Even today, the Clintonites often assert that jobs supported by exports to NAFTA partners are up by about 260,000 since 1993, seemingly vindicating their earlier prediction. But the figure is misleading for two reasons: first, the bulk of these job gains are attributable to exports to Canada; second, the figure is not a net figure – it includes only jobs gained from exports, not jobs lost to imports.

Mexico is such a potentially lucrative market that obtaining greater access for U.S. products will trigger an instant export boom.

Gore, among others, sounded this theme during the debate with Perot when he noted that U.S.-Mexico trade had improved to a $5 billion surplus from a $5 billion deficit after Mexican authorities began lowering tariffs in 1987. "If that trend continues for another two years – and NAFTA will, by removing those barriers, greatly accelerate it – we will have a larger trade surplus with Mexico than with any country in the entire world," Gore said.

In fact, things have headed in precisely the other direction. Following the 50 percent collapse in the value of the peso in late 1994, Mexican products became so much more competitive vis a vis U.S. goods in this country that the United States posted a $15.4 billion deficit with Mexico in 1995.

"Under NAFTA, the Big Three automakers expect to ship 60,000 cars to Mexico in the first year alone."
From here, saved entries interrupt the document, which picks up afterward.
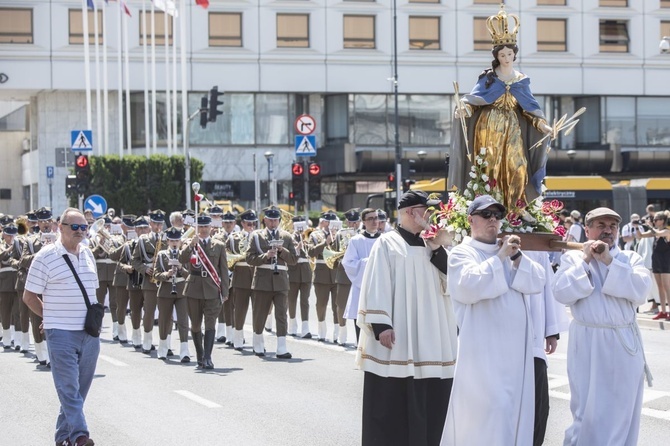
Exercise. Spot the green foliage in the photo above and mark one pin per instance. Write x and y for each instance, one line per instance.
(136, 184)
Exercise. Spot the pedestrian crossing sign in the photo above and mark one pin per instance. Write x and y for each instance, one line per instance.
(305, 145)
(82, 140)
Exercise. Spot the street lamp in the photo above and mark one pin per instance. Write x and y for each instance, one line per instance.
(422, 156)
(572, 154)
(272, 198)
(664, 45)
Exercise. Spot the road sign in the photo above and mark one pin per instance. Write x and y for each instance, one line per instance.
(96, 204)
(305, 125)
(305, 145)
(82, 140)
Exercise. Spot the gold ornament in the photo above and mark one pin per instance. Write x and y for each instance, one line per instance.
(498, 26)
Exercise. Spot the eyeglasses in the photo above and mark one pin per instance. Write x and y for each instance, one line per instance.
(486, 214)
(76, 227)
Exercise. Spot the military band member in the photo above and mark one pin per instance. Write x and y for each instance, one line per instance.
(143, 262)
(225, 327)
(122, 255)
(353, 222)
(325, 286)
(10, 253)
(106, 268)
(300, 283)
(270, 284)
(243, 275)
(32, 245)
(170, 274)
(204, 296)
Concerning this promise, which Clinton made Sept. 14, 1993, the administration's best excuse may be, "Better late than never."

U.S. exports of motor vehicles to Mexico rose to 47,000 in NAFTA's first year, and then dipped to 28,000 after the 1995 peso crisis. This year, exports appear almost certain to top 60,000, based on results in the first six months.

The administration ignored the fact that the number of vehicles flowing in the opposite direction is considerably higher and growing fast. Imports of Mexican-made vehicles this year are running at more than double the 1993 level of 338,000.

As for Perot and Choate, here are some of the claims they were making in 1993: Free trade with Mexico will cost "millions of working jobs." It could put nearly 6 million people out of work. Perot made the first prediction in a TV appearance, and a study by Choate estimated that 5.9 million jobs would be "at risk" if NAFTA passed. On the Sept. 3, 1993, "MacNeil/Lehrer NewsHour," Choate explained the term: "Risk means the job will either go to Mexico, or the job will disappear because of competition from Mexico."

NAFTA's precise impact on jobs is impossible to determine. But even anti-NAFTA economists estimate that the net job loss from U.S.-Mexico trade during the past couple of years is considerably smaller than the numbers Perot and Choate were bandying around – perhaps 250,000, according to Lee. Pro-NAFTA economists contend that the effect on employment must be even smaller than that, given the strength of the overall job market.

There will be "a massive shift in the U.S. beef industry from the United States to Mexico as investors rush to take advantage of cheap wages, low safety standards and lax sanitation practices."

Nothing of that sort, which was predicted in a book by Perot and Choate, has happened.

"Northern Mexico will replace Detroit as the car production center of North America." The prediction appears in the Perot-Choate book. In fact, production of cars and trucks in Michigan rose to 3.1 million vehicles in 1995 from 2.8 million vehicles in 1993. As for Mexican production, it fell, to 935,000 in 1995 from 1.08 million in 1993.

Staff researcher Richard Drezen contributed to this report.